8
Yorum
9
Beğeni
5,0
Puan
1738
Okunma

Kafka’ya
Gayet hukuki bir biçimde sallayarak parmağını
-efendi, efendi sandiviçimi sana yâr etmem dedi.
Duruşma salonunda bir kıyamettir koptu.
Kimi salamlarla alkışladı
Kimi de domatesleri kemirdi, kinayeli biçimde.
Hâkim doğrulup,
Fazla akbili olan var mı, diye sordu.
Herkes şaşkın,
Herkes kepekli,
Ve de herkesin kedisi vardı;
Hem de bolu, hereke’li!
Davacı avukat
- kucağındaki orlonları dökmeden-
Olmaz ki ama efendim; dedi.
Otların arasındaki insanlar “uuuu” dedi.
Bir kurt meşgule attı ulumasını.
Elindeki şişi dosyanın üzerine koyup,
Mangala da kömürü attıktan sonra;
- sizin yüzünüzden iki alt bir üst yapacağıma,
Altüst ettim canım hırkayı.
Simitçinin salona girmesiyle yatıştı ortalık.
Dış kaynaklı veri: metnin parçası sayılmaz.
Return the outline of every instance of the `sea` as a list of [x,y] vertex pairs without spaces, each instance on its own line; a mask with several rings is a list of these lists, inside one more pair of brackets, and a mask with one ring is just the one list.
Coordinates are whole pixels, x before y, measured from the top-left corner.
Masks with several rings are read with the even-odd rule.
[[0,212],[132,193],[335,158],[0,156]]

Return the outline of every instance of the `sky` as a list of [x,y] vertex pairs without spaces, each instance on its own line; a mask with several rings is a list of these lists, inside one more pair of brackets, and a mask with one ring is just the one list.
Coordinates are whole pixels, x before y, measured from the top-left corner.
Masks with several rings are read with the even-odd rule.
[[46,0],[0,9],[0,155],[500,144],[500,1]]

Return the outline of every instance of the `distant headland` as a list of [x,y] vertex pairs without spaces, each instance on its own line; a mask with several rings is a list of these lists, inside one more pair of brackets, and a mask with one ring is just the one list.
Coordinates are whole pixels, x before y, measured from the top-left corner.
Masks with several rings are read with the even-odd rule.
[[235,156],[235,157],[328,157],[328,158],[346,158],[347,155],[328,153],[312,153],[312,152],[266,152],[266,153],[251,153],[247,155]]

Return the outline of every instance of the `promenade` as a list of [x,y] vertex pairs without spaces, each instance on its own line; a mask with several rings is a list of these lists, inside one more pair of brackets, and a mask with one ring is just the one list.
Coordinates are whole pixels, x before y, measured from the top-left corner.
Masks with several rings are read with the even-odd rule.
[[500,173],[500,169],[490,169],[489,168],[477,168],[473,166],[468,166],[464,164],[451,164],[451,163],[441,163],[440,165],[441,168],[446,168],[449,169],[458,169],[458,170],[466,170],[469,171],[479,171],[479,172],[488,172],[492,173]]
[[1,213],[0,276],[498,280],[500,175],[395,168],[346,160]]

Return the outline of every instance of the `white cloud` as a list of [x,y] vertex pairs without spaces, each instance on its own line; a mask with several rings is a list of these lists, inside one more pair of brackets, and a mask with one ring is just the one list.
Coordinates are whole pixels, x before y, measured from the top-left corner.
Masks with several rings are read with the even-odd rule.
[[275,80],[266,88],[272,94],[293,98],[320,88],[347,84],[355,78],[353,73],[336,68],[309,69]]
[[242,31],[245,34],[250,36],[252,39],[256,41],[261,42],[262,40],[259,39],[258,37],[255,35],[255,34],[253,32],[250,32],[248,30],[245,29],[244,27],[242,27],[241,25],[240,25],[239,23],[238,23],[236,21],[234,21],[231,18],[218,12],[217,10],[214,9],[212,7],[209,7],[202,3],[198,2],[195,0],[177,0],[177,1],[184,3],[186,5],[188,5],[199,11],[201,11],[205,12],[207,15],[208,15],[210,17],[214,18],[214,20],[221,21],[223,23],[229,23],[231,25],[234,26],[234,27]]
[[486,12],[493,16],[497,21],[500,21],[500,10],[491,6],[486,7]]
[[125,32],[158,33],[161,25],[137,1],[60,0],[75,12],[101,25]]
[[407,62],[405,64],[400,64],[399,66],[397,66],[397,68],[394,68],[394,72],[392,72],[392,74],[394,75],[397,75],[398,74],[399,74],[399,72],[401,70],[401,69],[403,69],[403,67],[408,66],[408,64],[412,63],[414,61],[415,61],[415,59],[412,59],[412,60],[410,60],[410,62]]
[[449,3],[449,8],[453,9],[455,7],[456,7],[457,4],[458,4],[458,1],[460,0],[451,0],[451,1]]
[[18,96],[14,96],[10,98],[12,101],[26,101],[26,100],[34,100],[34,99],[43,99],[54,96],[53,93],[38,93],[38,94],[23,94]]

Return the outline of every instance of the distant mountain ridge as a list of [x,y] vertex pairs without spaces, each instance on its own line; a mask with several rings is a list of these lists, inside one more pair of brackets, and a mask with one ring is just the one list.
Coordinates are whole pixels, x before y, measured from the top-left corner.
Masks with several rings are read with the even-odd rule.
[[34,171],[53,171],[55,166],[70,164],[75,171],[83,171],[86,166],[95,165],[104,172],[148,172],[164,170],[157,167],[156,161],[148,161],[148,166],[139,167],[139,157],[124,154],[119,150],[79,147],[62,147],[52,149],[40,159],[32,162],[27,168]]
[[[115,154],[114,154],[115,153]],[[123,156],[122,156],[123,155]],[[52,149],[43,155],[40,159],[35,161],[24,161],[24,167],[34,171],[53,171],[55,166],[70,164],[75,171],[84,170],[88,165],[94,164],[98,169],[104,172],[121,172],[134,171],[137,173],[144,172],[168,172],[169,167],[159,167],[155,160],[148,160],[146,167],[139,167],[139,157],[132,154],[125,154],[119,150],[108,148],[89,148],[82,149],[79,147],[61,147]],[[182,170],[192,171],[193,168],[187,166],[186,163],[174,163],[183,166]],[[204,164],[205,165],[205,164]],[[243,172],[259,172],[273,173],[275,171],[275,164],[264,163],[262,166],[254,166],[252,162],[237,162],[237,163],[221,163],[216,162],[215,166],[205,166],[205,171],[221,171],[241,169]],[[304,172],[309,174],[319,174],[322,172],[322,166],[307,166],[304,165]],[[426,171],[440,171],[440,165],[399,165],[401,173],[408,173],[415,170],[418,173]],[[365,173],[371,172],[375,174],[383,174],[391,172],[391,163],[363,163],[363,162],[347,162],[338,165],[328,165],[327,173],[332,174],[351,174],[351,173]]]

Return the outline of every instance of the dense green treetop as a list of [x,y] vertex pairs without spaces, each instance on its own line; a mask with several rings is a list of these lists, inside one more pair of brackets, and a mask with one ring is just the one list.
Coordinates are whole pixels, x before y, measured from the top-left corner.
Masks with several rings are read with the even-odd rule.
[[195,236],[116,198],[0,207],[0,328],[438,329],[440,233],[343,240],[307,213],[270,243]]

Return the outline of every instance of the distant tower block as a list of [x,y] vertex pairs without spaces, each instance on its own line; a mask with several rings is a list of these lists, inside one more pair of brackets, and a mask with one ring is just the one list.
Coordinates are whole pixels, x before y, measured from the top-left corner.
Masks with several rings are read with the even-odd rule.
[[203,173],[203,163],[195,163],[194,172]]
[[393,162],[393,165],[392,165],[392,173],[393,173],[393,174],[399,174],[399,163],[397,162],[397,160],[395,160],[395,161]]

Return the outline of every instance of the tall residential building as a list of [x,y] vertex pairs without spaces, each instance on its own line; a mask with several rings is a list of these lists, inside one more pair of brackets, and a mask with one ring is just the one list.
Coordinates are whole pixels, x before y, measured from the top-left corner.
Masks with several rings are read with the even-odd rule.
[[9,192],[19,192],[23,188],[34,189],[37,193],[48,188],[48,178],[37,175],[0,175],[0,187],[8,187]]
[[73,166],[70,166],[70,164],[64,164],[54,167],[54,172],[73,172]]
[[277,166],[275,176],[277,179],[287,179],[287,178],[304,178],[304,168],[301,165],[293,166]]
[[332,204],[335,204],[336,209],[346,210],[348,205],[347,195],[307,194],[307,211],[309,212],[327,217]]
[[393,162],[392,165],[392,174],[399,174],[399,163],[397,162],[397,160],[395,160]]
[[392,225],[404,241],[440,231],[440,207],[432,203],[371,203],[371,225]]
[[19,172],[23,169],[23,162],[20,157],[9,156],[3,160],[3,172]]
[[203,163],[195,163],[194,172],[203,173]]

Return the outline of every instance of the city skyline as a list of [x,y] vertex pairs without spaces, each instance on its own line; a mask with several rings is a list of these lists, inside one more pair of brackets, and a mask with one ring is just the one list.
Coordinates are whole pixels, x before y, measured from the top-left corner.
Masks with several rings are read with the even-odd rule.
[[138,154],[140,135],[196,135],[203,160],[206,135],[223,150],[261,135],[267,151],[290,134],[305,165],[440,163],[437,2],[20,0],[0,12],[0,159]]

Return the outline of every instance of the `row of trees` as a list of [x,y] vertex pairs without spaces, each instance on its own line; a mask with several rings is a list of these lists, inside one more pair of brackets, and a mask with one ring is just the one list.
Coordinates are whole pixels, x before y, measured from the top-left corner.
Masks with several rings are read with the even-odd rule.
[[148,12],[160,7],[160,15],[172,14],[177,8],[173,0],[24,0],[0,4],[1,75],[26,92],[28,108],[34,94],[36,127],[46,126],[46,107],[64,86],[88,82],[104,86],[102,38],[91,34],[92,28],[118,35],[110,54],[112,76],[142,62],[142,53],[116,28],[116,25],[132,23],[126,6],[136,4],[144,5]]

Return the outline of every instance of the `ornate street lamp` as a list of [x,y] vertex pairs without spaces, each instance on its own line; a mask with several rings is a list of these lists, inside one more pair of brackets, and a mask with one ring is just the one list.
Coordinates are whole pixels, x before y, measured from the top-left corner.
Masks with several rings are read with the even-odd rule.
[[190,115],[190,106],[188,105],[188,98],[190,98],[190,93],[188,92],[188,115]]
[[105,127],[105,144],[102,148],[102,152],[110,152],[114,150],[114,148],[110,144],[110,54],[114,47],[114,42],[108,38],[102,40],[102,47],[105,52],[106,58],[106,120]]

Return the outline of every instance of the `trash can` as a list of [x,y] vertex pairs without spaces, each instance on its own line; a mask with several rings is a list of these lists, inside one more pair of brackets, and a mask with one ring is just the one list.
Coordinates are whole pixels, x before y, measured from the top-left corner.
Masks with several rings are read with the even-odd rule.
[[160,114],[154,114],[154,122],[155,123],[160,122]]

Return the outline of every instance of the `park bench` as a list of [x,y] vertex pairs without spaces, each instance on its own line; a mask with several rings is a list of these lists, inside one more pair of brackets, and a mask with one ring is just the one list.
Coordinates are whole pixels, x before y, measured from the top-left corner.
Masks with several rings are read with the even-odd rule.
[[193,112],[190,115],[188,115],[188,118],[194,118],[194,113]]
Kimi martılara attı simitçiyi
Kimi de mübaşire…
Davalı avukat ayağa kalkıp,
Kravatıyla öksürdü.
Yanındaki tabutu gösterip,
Müvekkilim, gayet Çarşamba olan
Bir Cuma günü düşmüş yollara.
Sonra da vurmuş kendini kırlara.
Elindeki orlonu davalıya atan davacı,
Şiddetle itiraz etti:
Ettiği de, etmediği de itirazdı:
Kâfiye yapma efendi.
Yoksa yenilir kebabın fendi.
Salonda bir alkıştır koptu.
Susun diye bağırdı öğretmen,
Öğretilmiş ses tonuyla
(şiirimize, teknik bir hatadan ötürü
Az sonra devam edeceğiz:
Dizelerin ayarıyla lütfen oynamayın.)
Bir alkış tufanıdır koptu salonda
Bir tufan alkıştır koptu salonda.
Bir salon tufandır alkışta koptu
Veya
Alkış bir salondu koptu tufanda…
Davalı avukat,
Özür dileyerek çekti sepetini.
Devam etti anlatmaya derdini:
Saattir bu gelir elbet dörde
Yaşar Doğu çok iyi getirirdi kündeye.
Hali vakti yerindeydi adı da
Kimliğe göre Neşe,
En sevdiğim sanatçı İzzet Altınmeşe!
Vardı davalı devama;
Yolun ortasındaymış müvekkilim.
İlk kurşun kediye gelmiş.
Çizmişler hemen üstünü.
Sonra da dikmişler büstünü.
Tebeşirin dışında varmış hayat
- ah azizim sen bir de benim sandalda tur at!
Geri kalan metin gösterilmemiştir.